Bu konudaki tek istisna “af” çıkartılmasıdır.

Kılıçdaroğlu, 18 Ekim Pazartesi gününü “milat” olarak almakla, daha önce işlenmiş suçlara af çıkartacağını örtülü olarak vaat etmiş olmaktadır.

2015’te AKP’nin Mecliste çoğunluğu kaybettiği seçimlerden sonra, yapılan istikşafi görüşmeler sırasında; Kılıçdaroğlu “devri sabık yaratmayacağını”, “intikam duygusu ile hareket etmeyeceklerini” söyleyerek, geçmişe sünger çekmeye hazır olduğunu ifade etmişti. (3)

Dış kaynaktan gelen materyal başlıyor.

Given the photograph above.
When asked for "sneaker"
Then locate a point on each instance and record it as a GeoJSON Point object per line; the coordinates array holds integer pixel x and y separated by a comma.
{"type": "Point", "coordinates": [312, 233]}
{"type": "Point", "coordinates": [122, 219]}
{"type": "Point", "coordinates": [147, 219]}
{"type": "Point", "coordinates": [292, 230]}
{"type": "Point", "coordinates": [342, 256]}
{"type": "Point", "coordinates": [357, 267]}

Özetlemek gerekirse; olası Y-CHP iktidarında, yapanın yaptığı yanında kâr kalacağı anlaşılıyor!

Kılıçdaroğlu’nun kafasında “af” var; yeter ki iktidara getirilsin!

Fars Şair Sadi-i Şirazı ne demişti?

Zalimleri bağışlamak yoksullara cefadır”…

***

Kılıçdaroğlu’nun “af” şeklinde nitelenebilecek bu açıklamasını, Reis’in memurları “tehdit” olarak değerlendirmesi ise Kılıçdaroğlu’nun açıklamasından çok daha fazla sorunludur.

Zira Anayasa hükümlerinin -biraz değiştirilerek- kamu personeline hatırlatılması, hiçbir şekilde “tehdit” olarak değerlendirilemez.

Tehdit suçu” Türk Ceza Kanununun 106. maddesinde düzenlenmiştir. (4)

Bu suçun maddi unsuru: Bir kişinin hayatına, vücut veya cinsel dokunulmazlığına saldırı gerçekleştirileceği veya malvarlığı itibariyle büyük bir zarara uğratılacağının söylenmesidir.

Kılıçdaroğlu’nun sözlerinin ise “tehdit” suçuyla uzaktan yakından ilişkisi bulunmadığını hukuk fakültesi birinci sınıf öğrencileri bile bilirler.

Bu konuda başlatılan tartışmalar gereksiz olup, gerçek gündemi arka sıralara itmeye yöneliktir.

Buna karşılık “…tehditse tehdittir” ile biten söylemler ise boş gevezelikten başka bir şey değillerdir…

***

Kılıçdaroğlu, “kanunsuz emir”lerin yerine getirilmemesi ile ilgili açıklamayı yaptığı günün akşamında, 10 ülkenin büyükelçilerinin (5) Osman Kavala’nın “derhal serbest bırakılması” için bildiri (6) yayınlamaları, oldukça dikkat çekicidir.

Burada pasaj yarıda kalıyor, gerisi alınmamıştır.